Umur tersebut sama dengan hasil analisis kandungan foraminifera yang
dilakukan Rahardjo (2007, Surono, 2009). Kesamaan umur ini didukung
oleh kenampakan singkapan di beberapa tempat yang menunjukkan
keduanya berhubungan secara menjemari. Ketebalan Formasi Gamping
diduga lebih 120 meter (Surono drr., 1992, dalam Surono, 2009).
14
Pada periode Eosen Akhir – Miosen Awal kegiatan vulkanisme
meningkat pesat dan menghasilkan batuan gunungapi yang cukup tebal pada
daerah penelitian. Sebaran batuan gunungapi ini membentuk Pegunungan
Baturagung, dan Gajahmungkur.
Lava Bantal Nampurejo
Batuan tertua Pegunungan Baturagung dan Gajahmungkur adalah
lava bantal yang disebut Lava Bantal Nampurejo yang berkomposisi basal,
dan berselingan dengan batupasir vulkanis berwarna hitam pekat.

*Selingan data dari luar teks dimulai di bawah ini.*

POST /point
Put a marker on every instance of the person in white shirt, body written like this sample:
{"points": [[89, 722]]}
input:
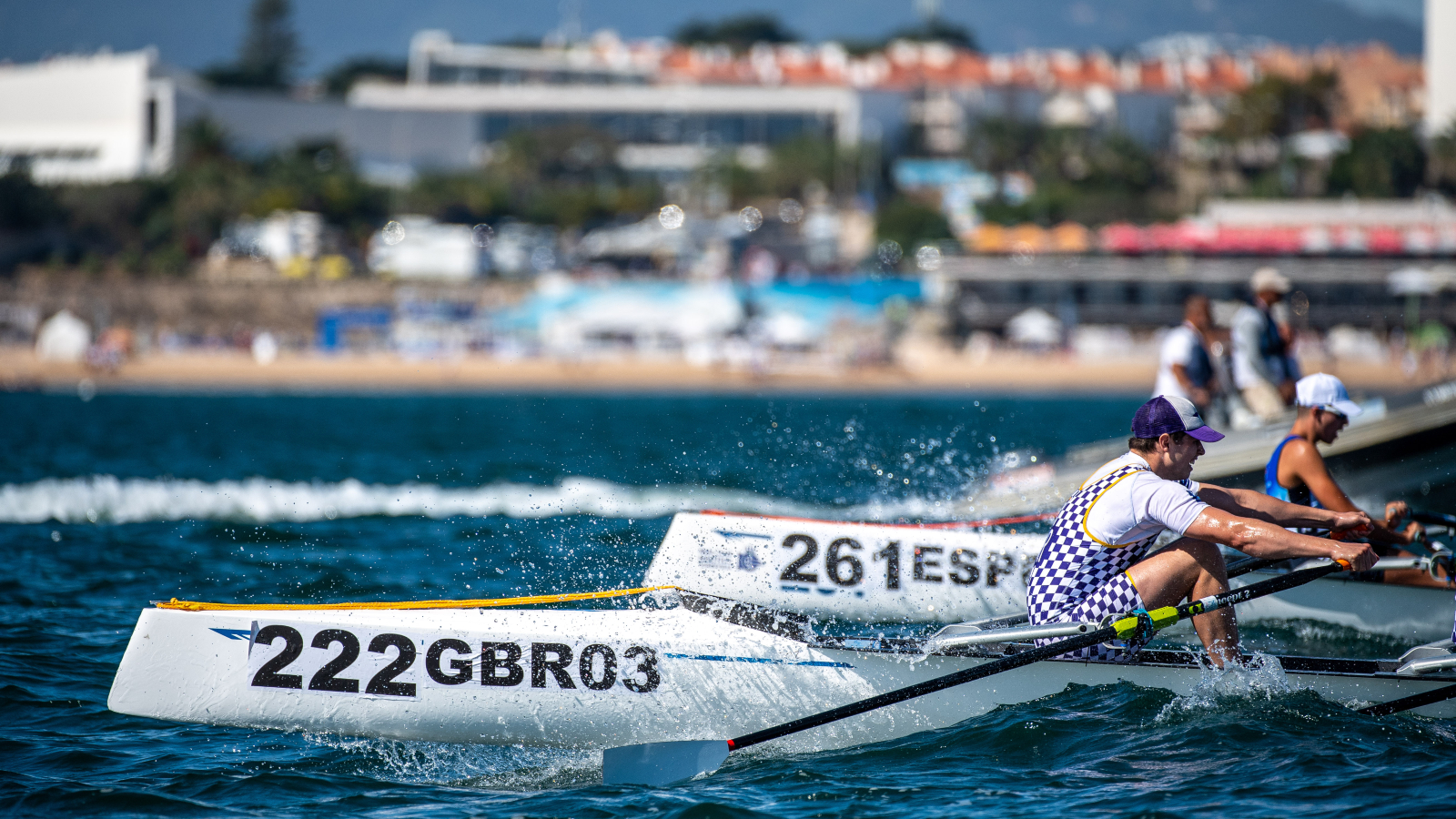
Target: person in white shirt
{"points": [[1264, 369], [1184, 368], [1096, 560]]}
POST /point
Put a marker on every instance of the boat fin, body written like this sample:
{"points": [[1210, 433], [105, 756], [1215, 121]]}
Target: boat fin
{"points": [[662, 763]]}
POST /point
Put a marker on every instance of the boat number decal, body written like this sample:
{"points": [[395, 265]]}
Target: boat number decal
{"points": [[929, 564], [337, 661]]}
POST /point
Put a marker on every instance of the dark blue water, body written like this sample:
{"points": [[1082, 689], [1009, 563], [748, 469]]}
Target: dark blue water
{"points": [[111, 503]]}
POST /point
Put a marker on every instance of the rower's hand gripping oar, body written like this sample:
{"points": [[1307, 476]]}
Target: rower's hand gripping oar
{"points": [[664, 763]]}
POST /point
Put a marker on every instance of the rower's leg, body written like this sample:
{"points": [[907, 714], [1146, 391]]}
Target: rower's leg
{"points": [[1187, 570]]}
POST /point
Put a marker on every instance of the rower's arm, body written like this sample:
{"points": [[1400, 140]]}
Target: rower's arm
{"points": [[1249, 503], [1302, 462], [1263, 540]]}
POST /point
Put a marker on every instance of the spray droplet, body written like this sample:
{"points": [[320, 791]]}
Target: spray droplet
{"points": [[750, 217], [482, 235], [890, 252], [928, 258], [672, 217]]}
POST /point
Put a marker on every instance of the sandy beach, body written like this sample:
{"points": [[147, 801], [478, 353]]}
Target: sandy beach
{"points": [[922, 372]]}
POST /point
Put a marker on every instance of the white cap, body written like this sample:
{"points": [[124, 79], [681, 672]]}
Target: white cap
{"points": [[1325, 392], [1269, 278]]}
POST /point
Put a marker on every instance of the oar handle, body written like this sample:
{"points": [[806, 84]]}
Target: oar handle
{"points": [[1270, 586], [1125, 627]]}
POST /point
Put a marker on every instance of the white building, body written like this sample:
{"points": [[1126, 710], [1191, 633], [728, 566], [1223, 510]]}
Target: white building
{"points": [[99, 118], [657, 126], [1441, 66]]}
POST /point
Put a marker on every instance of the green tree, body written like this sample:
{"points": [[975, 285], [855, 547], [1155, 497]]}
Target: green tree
{"points": [[740, 33], [1279, 106], [910, 223], [1380, 162], [938, 29], [269, 51], [339, 79], [1441, 162]]}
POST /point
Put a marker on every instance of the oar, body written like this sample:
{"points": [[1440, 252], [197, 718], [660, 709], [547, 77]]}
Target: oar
{"points": [[664, 763], [1434, 519], [1412, 702]]}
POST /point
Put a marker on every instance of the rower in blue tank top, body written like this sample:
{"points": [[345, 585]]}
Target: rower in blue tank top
{"points": [[1096, 561], [1296, 471]]}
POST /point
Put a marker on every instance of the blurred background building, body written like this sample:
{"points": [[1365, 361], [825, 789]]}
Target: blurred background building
{"points": [[733, 196]]}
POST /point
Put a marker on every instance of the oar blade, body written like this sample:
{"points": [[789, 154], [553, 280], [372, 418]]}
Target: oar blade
{"points": [[662, 763]]}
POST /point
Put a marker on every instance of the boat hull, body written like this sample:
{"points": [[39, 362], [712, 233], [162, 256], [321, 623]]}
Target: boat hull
{"points": [[673, 675], [960, 574], [870, 571]]}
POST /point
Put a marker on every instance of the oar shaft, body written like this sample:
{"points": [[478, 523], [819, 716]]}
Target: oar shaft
{"points": [[1158, 618], [1249, 564], [1412, 702], [928, 687], [1259, 589]]}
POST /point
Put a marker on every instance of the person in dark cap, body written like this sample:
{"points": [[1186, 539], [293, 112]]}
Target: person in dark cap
{"points": [[1097, 562]]}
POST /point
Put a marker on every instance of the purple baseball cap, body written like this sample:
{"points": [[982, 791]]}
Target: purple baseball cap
{"points": [[1171, 414]]}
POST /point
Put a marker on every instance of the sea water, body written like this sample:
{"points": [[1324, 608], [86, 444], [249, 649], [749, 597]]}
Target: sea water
{"points": [[124, 499]]}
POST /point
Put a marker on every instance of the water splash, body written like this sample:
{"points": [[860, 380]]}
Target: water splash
{"points": [[1259, 678], [106, 499]]}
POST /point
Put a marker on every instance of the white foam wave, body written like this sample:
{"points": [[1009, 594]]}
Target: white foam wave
{"points": [[106, 499], [261, 500]]}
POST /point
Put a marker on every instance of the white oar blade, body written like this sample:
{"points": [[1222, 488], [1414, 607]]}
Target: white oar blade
{"points": [[662, 763]]}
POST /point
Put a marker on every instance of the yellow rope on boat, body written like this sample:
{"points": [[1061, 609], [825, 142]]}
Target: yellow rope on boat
{"points": [[198, 606]]}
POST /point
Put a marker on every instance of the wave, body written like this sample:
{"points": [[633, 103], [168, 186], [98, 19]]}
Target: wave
{"points": [[106, 499]]}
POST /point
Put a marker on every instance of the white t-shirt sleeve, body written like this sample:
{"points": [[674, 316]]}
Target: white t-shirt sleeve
{"points": [[1172, 504], [1177, 347]]}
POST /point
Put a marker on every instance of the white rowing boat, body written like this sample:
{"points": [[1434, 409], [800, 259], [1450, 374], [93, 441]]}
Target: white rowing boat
{"points": [[604, 678], [887, 573], [866, 571]]}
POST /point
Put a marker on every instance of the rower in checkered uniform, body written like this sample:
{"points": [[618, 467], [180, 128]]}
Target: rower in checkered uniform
{"points": [[1096, 561]]}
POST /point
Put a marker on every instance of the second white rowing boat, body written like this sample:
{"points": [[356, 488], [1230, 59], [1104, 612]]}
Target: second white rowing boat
{"points": [[909, 573]]}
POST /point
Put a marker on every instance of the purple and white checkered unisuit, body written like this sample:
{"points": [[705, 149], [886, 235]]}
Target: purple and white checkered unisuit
{"points": [[1079, 581]]}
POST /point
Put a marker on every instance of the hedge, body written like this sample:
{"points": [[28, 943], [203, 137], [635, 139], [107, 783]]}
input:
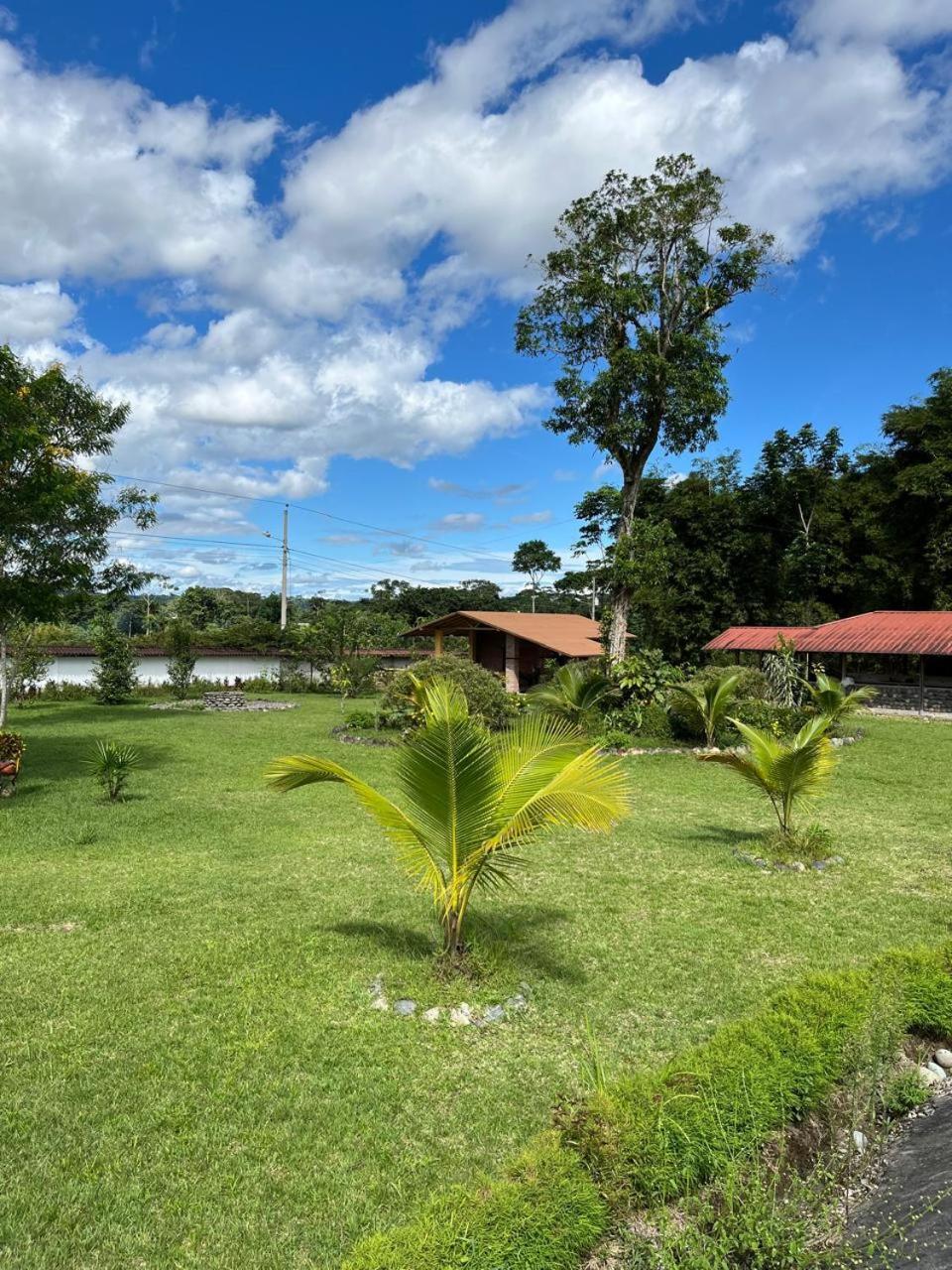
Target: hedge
{"points": [[544, 1214], [654, 1135]]}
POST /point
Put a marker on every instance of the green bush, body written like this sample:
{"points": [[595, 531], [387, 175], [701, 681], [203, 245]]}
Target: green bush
{"points": [[655, 722], [114, 675], [902, 1093], [485, 693], [654, 1135], [361, 719], [544, 1214]]}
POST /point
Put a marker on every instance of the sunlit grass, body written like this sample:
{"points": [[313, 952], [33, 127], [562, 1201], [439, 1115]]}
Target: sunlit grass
{"points": [[190, 1071]]}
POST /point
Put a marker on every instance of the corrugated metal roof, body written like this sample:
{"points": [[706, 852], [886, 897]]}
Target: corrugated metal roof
{"points": [[754, 639], [887, 633], [566, 634], [928, 634]]}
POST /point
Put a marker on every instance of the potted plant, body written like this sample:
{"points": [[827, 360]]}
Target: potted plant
{"points": [[10, 754]]}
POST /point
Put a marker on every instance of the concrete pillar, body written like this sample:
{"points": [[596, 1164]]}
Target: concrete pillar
{"points": [[512, 665]]}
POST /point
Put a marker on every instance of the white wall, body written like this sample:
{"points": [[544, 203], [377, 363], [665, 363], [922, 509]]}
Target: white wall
{"points": [[155, 670]]}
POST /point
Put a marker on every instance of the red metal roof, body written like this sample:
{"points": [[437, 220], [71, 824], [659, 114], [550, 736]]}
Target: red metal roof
{"points": [[754, 639], [567, 634], [928, 634], [897, 633]]}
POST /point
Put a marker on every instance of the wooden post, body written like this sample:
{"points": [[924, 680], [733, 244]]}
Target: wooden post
{"points": [[921, 684], [512, 665]]}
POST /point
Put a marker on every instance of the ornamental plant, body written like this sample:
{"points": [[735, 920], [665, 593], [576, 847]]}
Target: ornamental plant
{"points": [[472, 802], [111, 766]]}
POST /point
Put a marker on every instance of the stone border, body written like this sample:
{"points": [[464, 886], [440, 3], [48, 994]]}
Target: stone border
{"points": [[193, 705], [462, 1015], [782, 866]]}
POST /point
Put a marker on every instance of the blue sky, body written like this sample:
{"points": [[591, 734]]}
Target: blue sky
{"points": [[296, 244]]}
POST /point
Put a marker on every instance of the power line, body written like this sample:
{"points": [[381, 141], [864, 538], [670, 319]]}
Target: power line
{"points": [[298, 507]]}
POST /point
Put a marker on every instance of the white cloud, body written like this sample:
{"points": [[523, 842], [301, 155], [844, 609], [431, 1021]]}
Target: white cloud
{"points": [[325, 340], [897, 22], [460, 522], [35, 312]]}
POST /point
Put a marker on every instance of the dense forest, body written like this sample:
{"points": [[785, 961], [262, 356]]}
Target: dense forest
{"points": [[810, 534]]}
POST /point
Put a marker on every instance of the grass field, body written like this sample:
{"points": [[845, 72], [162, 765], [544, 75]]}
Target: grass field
{"points": [[191, 1075]]}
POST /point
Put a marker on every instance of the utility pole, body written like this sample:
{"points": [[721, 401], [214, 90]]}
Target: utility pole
{"points": [[285, 572]]}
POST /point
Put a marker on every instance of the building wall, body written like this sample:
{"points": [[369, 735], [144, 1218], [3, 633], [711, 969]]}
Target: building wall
{"points": [[155, 670]]}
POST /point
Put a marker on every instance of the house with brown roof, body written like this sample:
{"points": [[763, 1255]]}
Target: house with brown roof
{"points": [[905, 656], [517, 644]]}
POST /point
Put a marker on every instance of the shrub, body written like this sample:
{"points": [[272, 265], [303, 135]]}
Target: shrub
{"points": [[114, 675], [751, 684], [181, 657], [484, 691], [655, 1135], [111, 766], [12, 747], [655, 722], [756, 712], [902, 1093], [645, 676], [543, 1214]]}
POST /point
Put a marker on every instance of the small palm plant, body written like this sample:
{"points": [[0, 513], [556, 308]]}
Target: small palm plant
{"points": [[830, 698], [472, 801], [111, 766], [707, 706], [789, 772], [575, 694]]}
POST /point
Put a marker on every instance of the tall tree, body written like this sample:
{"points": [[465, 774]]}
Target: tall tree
{"points": [[630, 302], [535, 558], [55, 518]]}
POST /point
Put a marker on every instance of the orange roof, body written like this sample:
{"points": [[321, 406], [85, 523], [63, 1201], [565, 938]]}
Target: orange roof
{"points": [[754, 639], [889, 631], [566, 634], [898, 633]]}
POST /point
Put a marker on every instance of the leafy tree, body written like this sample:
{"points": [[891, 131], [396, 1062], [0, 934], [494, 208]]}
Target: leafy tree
{"points": [[179, 644], [472, 802], [576, 693], [630, 302], [536, 559], [31, 661], [55, 520], [484, 691], [114, 672], [789, 772], [706, 705]]}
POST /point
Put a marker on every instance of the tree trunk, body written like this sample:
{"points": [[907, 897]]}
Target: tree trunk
{"points": [[622, 590], [4, 680]]}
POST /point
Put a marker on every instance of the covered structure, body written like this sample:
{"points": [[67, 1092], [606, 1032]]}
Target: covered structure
{"points": [[905, 656], [517, 644]]}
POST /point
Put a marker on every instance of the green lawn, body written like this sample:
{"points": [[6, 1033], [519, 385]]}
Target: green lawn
{"points": [[191, 1075]]}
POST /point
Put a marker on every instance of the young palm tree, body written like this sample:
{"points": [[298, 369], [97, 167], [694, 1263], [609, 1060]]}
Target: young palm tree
{"points": [[707, 706], [788, 771], [830, 698], [474, 801], [575, 693]]}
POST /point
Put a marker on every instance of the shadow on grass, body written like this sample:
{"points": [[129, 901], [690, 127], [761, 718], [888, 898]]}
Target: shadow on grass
{"points": [[722, 835]]}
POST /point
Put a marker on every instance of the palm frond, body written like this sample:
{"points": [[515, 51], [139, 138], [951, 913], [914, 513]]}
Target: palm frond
{"points": [[411, 839]]}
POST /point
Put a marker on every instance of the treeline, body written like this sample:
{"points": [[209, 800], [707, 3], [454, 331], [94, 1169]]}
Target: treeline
{"points": [[811, 534]]}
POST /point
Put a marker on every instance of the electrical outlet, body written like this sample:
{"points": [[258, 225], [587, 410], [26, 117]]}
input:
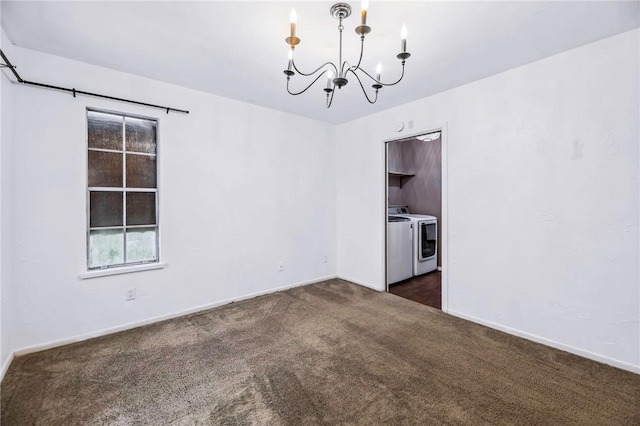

Berdasarkan hasil penarikan K/Ar, satuan ini berumur Eosen
Tengah – Oligosen Awal (Surono drr., 2006, dalam Surono, 2009). Hal ini
menunjukkan bahwa kegiatan vulkanisme telah mulai pada Eosen Tengah,
yang umumnya berupa lava bantal. Lava Bantal Nampurejo ditindih atas
Formasi Kebo dan Formasi Butak.
Kelompok Kebo-Butak
Formasi Kebo-Butak, yang terdiri atas Formasi Kebo dan Formasi
Butak, melapar luas di lereng utara Pegunungan Baturagung. Formasi
Kebo terdiri atas perselingan antara batupasir dan batupasir kerikilan,
dengan sisipan batulanau, batulempung, tuf, dan serpih. Formasi Butak
disusun oleh breksi polimik dengan selingan batupasir, batupasir kerikilan,
batulempung, dan batulanau/serpih.
Bothe (1929, dalam Surono, 2009) menduga Formasi Kebo dan
Formasi Butak berumur Miosen Awal – Miosen Tengah. Sumarso dan
Ismoyowati (1975, dalam Surono, 2009) menganalisis foraminifera dalam
Formasi Kebo dan Formasi Butak, dan mendapatkan umur N2 – N5 atau
Oligosen Akhir – Miosen Awal. Kemudian Rahardjo (2007, dalam Surono,
2009) mengulangi melakukan analisis foraminifera pada tiga percontoh
dari Gunung Pegat, Watugajah dan Pututputri, dan menemukan
Globigerina ciperoensis, Catapsydrax dissimilis dan Globigerinoides
primordius, yang menunjukkan umur P22 – N4 (Oligosen Akhir – Miosen
Awal). Surono drr. (2006, dalam Surono, 2009) menganalisis kandungan
fosil nano dalam percontoh dari Perbukitan Jiwo Timur, yang diduga
merupakan bagian dari Formasi Kebo atau Formasi Butak. Fosil nano
15
tersebut terdiri atas Sphenolithus moriformis, S. heteromorphus, S.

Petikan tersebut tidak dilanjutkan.